Abuja — Nigeria’s central bank will pull back from direct fiscal interventions and take “more limited advisory roles” in support of the government’s economic growth agenda, governor Olayemi Cardoso said on Tuesday.
The bank’s current approach blurred the lines between monetary and fiscal policy, undermining its ability to effectively manage inflation and foreign reserves, Cardoso said in an emailed speech.
The central bank, under former governor Godwin Emefiele who was ousted in June, had kept the naira artificially strong and pursued unorthodox monetary policy by providing liquidity to money markets through interventions.
“There is need to pull the central bank back from direct development finance interventions into more limited advisory roles that support economic growth,” Cardoso said.
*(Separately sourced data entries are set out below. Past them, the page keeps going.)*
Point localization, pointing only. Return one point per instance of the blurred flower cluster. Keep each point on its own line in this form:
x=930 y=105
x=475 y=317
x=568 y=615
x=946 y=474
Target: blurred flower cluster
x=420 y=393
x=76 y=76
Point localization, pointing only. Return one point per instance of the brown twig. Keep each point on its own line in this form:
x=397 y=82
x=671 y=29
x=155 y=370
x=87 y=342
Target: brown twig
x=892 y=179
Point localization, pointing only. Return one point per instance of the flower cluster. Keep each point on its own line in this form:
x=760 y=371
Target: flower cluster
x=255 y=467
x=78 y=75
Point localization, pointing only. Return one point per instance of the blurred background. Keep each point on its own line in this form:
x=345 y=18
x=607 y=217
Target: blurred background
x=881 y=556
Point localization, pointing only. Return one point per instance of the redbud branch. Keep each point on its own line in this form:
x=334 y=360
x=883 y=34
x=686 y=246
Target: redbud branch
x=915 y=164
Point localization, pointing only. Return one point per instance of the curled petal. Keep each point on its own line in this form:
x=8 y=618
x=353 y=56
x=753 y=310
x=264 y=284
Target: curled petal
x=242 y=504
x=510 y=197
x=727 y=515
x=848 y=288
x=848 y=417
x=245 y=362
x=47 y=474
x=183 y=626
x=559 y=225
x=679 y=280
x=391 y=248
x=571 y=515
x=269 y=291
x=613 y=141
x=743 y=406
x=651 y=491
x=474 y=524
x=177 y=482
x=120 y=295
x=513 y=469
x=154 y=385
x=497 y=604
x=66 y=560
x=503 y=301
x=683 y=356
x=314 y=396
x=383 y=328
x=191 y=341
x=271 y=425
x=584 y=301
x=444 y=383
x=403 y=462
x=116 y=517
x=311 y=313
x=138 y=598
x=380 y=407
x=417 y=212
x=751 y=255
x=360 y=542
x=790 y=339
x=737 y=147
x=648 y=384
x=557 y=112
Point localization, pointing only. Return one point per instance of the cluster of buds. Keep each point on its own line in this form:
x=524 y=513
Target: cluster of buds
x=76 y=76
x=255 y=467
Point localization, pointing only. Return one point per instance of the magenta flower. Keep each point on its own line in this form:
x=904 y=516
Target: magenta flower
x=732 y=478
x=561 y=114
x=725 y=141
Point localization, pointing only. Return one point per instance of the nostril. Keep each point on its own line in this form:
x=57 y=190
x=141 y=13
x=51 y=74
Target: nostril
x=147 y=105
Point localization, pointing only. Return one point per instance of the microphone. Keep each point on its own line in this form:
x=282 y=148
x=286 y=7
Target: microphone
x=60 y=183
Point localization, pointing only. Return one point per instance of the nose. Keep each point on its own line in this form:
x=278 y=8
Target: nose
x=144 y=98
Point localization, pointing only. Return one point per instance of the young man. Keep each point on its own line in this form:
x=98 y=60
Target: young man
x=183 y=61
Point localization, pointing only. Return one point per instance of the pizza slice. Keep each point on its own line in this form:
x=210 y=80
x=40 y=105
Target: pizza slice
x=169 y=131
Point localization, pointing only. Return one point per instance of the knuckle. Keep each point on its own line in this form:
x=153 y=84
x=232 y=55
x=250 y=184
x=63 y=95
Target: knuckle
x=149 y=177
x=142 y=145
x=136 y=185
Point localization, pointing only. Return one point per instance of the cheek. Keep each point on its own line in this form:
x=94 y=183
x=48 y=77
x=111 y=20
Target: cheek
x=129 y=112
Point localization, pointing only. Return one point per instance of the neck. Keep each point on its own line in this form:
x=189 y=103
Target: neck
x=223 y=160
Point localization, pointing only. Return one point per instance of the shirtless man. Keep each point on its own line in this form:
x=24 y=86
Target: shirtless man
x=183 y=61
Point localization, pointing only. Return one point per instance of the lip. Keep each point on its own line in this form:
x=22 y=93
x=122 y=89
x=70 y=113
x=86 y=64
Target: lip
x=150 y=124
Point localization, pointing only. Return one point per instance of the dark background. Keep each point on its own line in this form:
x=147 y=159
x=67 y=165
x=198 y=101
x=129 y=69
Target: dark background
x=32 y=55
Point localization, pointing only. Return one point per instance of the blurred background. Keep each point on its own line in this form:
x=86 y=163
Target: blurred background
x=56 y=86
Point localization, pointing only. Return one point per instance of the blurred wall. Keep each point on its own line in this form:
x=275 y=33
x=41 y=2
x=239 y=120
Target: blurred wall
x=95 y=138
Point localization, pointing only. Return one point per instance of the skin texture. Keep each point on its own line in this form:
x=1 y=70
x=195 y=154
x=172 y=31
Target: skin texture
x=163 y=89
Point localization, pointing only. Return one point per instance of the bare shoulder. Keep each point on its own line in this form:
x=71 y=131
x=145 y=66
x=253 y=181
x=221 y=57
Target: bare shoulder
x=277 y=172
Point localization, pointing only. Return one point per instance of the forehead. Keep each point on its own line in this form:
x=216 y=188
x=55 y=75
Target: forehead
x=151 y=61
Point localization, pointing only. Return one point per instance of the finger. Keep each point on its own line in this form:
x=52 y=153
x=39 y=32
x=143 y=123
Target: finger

The governor’s speech comes amid double-digit inflation, a depreciating currency, and record debt in Africa’s largest economy.
The central bank “does not have a magic wand that can be waved at the current economic challenges,” Cardoso said.
However, he suggested the central bank could support growth in a variety of ways, including by catalyzing institutions and financial products to support emerging sectors of the economy, expanding financial inclusion and bringing together multilateral stakeholders to support government and private sector initiatives.
President Bola Tinubu has embarked on Nigeria’s boldest reforms in decades, including ending a costly petrol subsidy and removing restrictions on foreign exchange trading. He has been under pressure to revive the ailing economy.
Cardoso, who took office in September, said the bank would move to strengthen its corporate governance, restore confidence, and refocus on its core functions to rebuild its credibility.